We have to speak life into our children, not death. We say death to them and their goals when we tell them what they aren’t. Single mothers sometimes speak against their children because the father left them. The child didn’t have anything to do with the failure of the relationship between the mother and the father.
Our children are trying to find themselves because they don’t have anyone to tell them who they are. Society programs our children’s minds to operate against moral and spiritual principals. It’s the parent’s responsibility to guide them to the morals and spiritual principals. Many children, young men, and women join gangs because they are looking for love and someone to pay attention to them. We must train our children early on what is appropriate and what isn’t.
There was a time our children could watch different programs on television, and we didn’t have to worry about them being taught to rebel against their parents; now, on television, lying is what children do, profanity is ok, un-martial sex is alright as long as you wear a condom, affection towards the same gender is just expressing your inner-self.
As parents, we let society program our children.
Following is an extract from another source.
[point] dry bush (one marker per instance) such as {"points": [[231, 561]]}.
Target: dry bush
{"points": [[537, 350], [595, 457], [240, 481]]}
Too often, we ignore what our children watch on television. We don’t check out their friends or their parents. Sad to say, many children are raised in homes where neither of the parents is Christian. If we train our children in spiritual laws, we wouldn’t have to worry about visiting them in jail and prison because they disobeyed the natural laws.
Whether people believe in God or not, God’s law will never change. The Bible teaches if we don’t discipline our children, we don’t love them. When you love someone, you correct them; you don’t let them continue to do wrong without discipline. If you don’t, life has a hard way of teaching and no mercy or pity.
When we teach our children how to respect themselves and others, we don’t have to worry about them when they become teenagers and young adults because we would have already taught them morals and spiritual laws to abide by.
There many clothing fads, but when children’s clothing is dictating what their character will be; as parents, we need to address the problems with our children. Young men wearing their pants down below their behind isn’t an appropriate dress. Some of these young men will apply for a job with a scarf on their head, pants hanging down, and shoes untied, and they expect someone to hire them.
Some of our elementary girls dress like hookers, and we wonder why so many are pregnant. Parents are responsible for ensuring that their children are taught to respect themselves and others. If we don’t teach them at home, the world will and its teaching will be destructive. Never say your child is unruly; they are unruly because you have allowed them to be. Many of our teenagers and young adults wouldn’t be in the mess they’re in, if we would have disciplined them at an early age.
Our children depend on us as parents whether we are single parents or a home with two parents. Children have to be taught what is right and what is wrong. They have to be taught to think for themselves and not to let any one else think for them. They must be taught what they can be and not what someone will tell them they can’t be.
The mothers of older generations would sit and talk with their children and see what was on their minds. Mothers would love their children, but they would also discipline them. It used to be a time when all the mother or father would have to do was to look at the child when they were doing something wrong, and the child would check themselves. When children are taught from a child good habits, morals, and spiritual laws, they grow up to be strong adults, and that’s what makes a strong generation, community as well as a strong nation.
The Bible teaches morals and ethical and spiritual precepts, and when we get these principals in the hearts of our children, we are creating them for success. King Solomon was one of the wisest men who lived and wrote the Book of Proverbs. Take time and read the wisdom God imparted to Solomon, and if we as parents live according to these principals and impart them to our children, we will see a change in our children’s behavior and character. What has been imparted in us, we can impart to others, and this goes true with our children.
We should want our children to be well-educated, but education without wisdom, morals, ethics, or spiritual precepts is just as detrimental as someone without an education. If we want to see a change in the world, it must start with our children and us.